XII STAZIONE: GESU’ MUORE IN CROCE Finalmente! Finalmente sei arrivata, sorella morte. Tutto ha un limite. Anche il dolore umano. Anche il dolore del Figlio di Dio. Scandalo immenso. La creatura ha censurato il Creatore. Anche il Padre non riesce a reggere la scena del Calvario e sembra volgere lo sguardo altrove. Gesù lo cerca. Inutilmente. Lo prega, lo invoca. Grida. Poi, fiducioso, si consegna nelle Sue mani. Tutto è compiuto. Le vertigini non tardano a venire. Gesù è veramente morto. Una morte infame, la sua. Gli amici scappano. Tutto è finito nel peggiore dei modi. I fallimenti pesano più degli anni e degli affanni. Fu tutto un’illusione? Poveri discepoli, poveri fratelli nostri. Per tutte le volte che abbiamo fatto inacidire i nostri ideali, la nostra fede, la nostra capacità di amare, a causa delle delusioni, Signore, pietà.

XIII STAZIONE: GESU’ E’ DEPOSTO DALLA CROCE Sono andati quasi tutti via.
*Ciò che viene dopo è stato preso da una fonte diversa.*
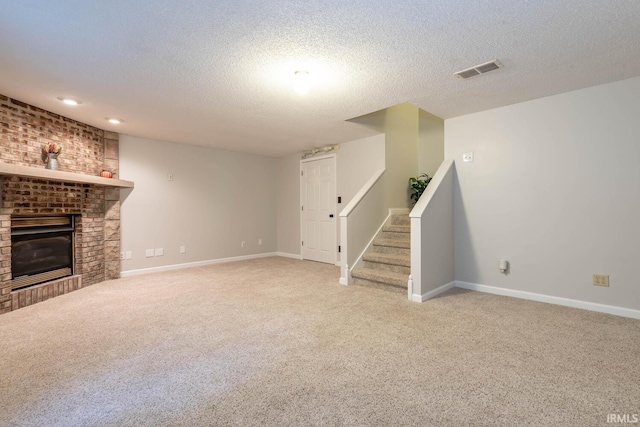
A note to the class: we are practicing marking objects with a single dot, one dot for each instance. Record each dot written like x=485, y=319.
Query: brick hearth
x=85, y=150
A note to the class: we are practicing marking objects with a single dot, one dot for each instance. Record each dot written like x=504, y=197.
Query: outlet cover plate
x=601, y=280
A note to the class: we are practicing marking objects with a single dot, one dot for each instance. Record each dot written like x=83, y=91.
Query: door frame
x=335, y=203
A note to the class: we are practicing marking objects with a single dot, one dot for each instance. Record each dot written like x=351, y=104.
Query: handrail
x=355, y=201
x=359, y=221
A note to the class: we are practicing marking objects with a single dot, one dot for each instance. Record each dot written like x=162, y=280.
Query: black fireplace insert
x=41, y=249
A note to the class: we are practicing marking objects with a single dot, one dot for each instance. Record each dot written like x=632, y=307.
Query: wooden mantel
x=31, y=172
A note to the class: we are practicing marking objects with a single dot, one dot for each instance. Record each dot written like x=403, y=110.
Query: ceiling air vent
x=478, y=69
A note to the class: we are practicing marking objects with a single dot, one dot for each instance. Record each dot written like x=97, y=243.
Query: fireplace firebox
x=41, y=249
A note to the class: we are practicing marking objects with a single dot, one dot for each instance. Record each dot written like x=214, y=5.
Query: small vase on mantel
x=50, y=152
x=52, y=162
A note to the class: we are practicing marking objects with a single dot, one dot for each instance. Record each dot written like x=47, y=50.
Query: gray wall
x=554, y=189
x=216, y=200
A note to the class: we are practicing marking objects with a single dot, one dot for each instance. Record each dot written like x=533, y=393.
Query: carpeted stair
x=387, y=264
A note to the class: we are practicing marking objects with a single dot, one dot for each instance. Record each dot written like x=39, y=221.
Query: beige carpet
x=277, y=342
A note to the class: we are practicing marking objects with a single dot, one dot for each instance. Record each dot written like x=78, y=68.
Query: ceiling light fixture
x=301, y=82
x=69, y=101
x=478, y=69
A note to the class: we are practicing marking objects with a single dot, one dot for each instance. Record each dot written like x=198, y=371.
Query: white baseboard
x=432, y=293
x=194, y=264
x=287, y=255
x=592, y=306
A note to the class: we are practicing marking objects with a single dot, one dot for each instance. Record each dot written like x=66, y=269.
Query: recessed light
x=69, y=101
x=301, y=82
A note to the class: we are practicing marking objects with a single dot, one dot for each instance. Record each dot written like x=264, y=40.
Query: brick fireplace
x=95, y=204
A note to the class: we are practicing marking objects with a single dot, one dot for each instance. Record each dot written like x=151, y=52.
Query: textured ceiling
x=218, y=73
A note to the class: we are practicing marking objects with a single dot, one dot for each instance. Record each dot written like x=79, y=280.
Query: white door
x=318, y=209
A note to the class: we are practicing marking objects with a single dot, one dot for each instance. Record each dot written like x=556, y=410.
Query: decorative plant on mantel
x=418, y=185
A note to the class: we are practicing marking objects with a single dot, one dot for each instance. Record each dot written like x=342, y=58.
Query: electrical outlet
x=601, y=280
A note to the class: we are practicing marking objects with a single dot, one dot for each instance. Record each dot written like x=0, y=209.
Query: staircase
x=387, y=264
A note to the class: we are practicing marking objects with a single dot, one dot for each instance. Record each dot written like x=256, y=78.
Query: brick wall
x=24, y=128
x=85, y=150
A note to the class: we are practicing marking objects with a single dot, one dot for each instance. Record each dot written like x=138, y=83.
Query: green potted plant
x=418, y=185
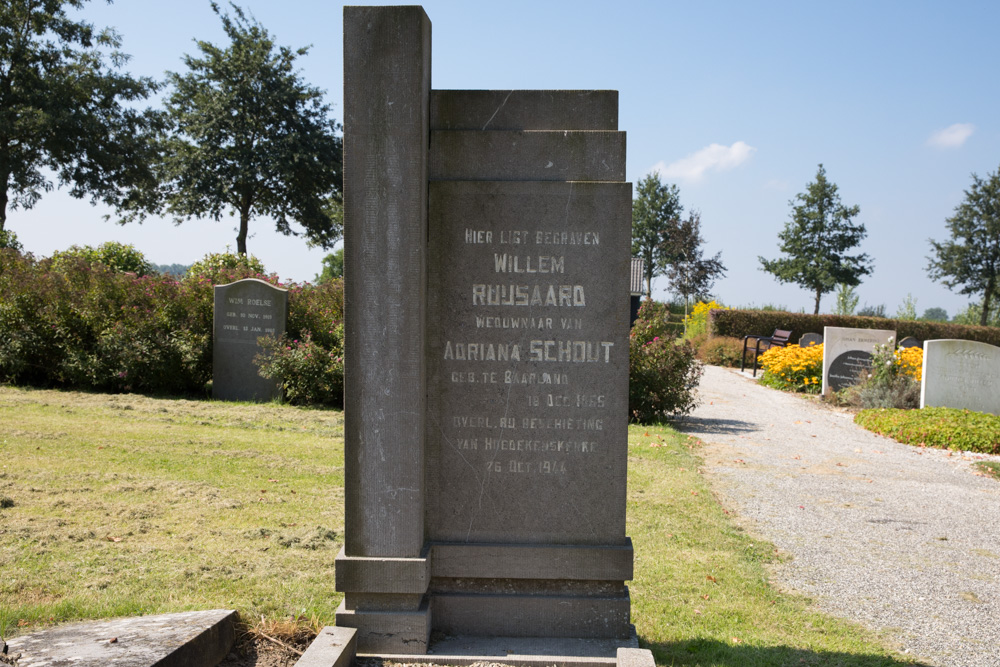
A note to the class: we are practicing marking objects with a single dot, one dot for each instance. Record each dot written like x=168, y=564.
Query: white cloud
x=714, y=157
x=952, y=136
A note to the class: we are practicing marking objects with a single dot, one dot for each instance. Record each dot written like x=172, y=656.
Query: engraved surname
x=528, y=295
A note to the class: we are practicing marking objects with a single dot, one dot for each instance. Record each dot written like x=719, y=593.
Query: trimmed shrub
x=739, y=323
x=722, y=351
x=948, y=428
x=117, y=257
x=309, y=373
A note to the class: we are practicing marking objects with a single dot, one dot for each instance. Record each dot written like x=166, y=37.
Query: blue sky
x=734, y=102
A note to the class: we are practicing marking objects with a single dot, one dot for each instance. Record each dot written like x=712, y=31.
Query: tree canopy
x=656, y=212
x=690, y=274
x=816, y=241
x=67, y=106
x=250, y=138
x=969, y=261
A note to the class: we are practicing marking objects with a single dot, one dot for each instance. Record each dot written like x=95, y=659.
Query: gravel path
x=901, y=539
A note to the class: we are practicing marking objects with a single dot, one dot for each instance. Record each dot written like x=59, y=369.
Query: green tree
x=690, y=275
x=847, y=300
x=908, y=309
x=656, y=213
x=970, y=259
x=67, y=110
x=333, y=267
x=935, y=314
x=816, y=241
x=249, y=137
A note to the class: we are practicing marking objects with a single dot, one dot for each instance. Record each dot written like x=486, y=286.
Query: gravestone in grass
x=961, y=374
x=487, y=261
x=245, y=311
x=847, y=354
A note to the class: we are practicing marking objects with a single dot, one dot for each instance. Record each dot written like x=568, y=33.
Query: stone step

Lo spettacolo è finito. Non c’è più niente da vedere. Ognuno a casa sua. A riprendere il lavoro di sempre. In attesa del prossimo dramma. Gran brutta cosa la noia. Uno dei nemici più insidiosi dell’uomo, la noia. Fa paura, la noia. Pur di liberarcene, siamo disposti a tutto. A mettere alla berlina i poveri, a offendere i diversi, a comprare il corpo altrui, a liberarci dei figli nel grembo materno. Basti che si ride. Un morto non fa più ridire. Fa pensare, ma loro non vogliono rovinarsi la giornata. Vanno via. In fretta. Quasi scappano. I vigliacchi fanno così. Da sempre. Mani pietose schiodano il Maestro. Dolcemente lo adagiano sul cuore di Maria. Giovanni gli deterge il viso. Quanta tenerezza intorno al corpo senza vita di Gesù. Non maltrattiamo i morti. Abbiamo bisogno del loro aiuto. Del loro magistero. Per tutte le volte che abbiamo tentato di esorcizzare la morte, Signore, pietà.

XIV STAZIONE: GESU’ E’ SEPOLTO La pietra tombale ha messo fine a ogni speranza. Posso solo immaginare che cosa passi nel cuore della Mamma. Il dolore immenso di Maria racchiude e conforta il dolore di tutte le mamme che hanno pianto la morte dei figlioli. Tutto è finito, dunque? No, tutto sta per cominciare. Ancora poche ore e quel corpo straziato, risorgerà. E con lui risorgerò anch’io. Anche tu. Non scappate, amici della prima ora. Riprendete la strada del ritorno. Non a Betania, non a Emmaus, a Gerusalemme dovete ritrovarvi. Voi siete i testimoni di un evento unico, stupendo, spaventoso, che ha spaccato la storia in due. Non abbiate paura. Ve lo aveva detto, ricordate? Adesso lasciatelo riposare. Questo è il tempo del silenzio di Dio. Dio tace. Impariamo a tacere anche noi. Occorre solo avere fiducia. Sperare contro ogni plausibile speranza. Dopo questa notte buia, la luce della Pasqua già inizia a sfolgorare. “Vita” è la parola magica. Vita vera. Vita eterna. Vita piena. Vita insieme. Ricominciare, rinascere, risorgere. Ecco i verbi da coniugare in tutte le lingue, in tutti i modi, in tutti i tempi.